CE QUE BENOIST APPARU A DIT

« Aujourd’hui vous avez effectivement la possibilité de qualifier ce voyage, entre guillemets, ce djihad, d’entreprise terroriste. Pas la tentative. Or, on voit bien que dans la plupart des cas ce sont des jeunes qui effectivement vont jusqu’en Turquie mais ne peuvent pas pénétrer en Turquie donc reviennent en France. (…) Pour celui qui tente, aujourd’hui, nous sommes effectivement dans l’impunité. »

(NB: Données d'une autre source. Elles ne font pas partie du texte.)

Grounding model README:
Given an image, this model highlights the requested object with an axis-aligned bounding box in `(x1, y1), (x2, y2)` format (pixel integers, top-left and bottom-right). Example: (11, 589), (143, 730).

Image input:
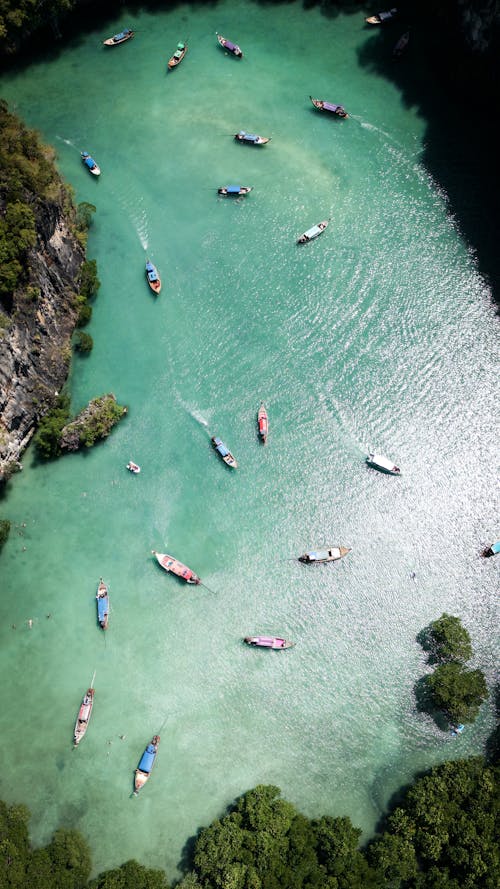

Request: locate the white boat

Relancé par le journaliste de France Inter Pierre Weill, qui a mis en doute ses affirmations, Benoist Apparu s’est montré catégorique :

« Nous avons effectivement fait la vérification pour voir si juridiquement le qualificatif existait. Ce n’est pas le cas. Aujourd’hui pour la seule tentative vous ne pouvez pas. Vous pouvez avoir l’association de malfaiteurs à vocation terroriste pour celui qui a fait le djihad, pas pour celui qui a tenté de le faire. (…) On verra devant les tribunaux ce que ça donnera, a priori pas grand-chose. »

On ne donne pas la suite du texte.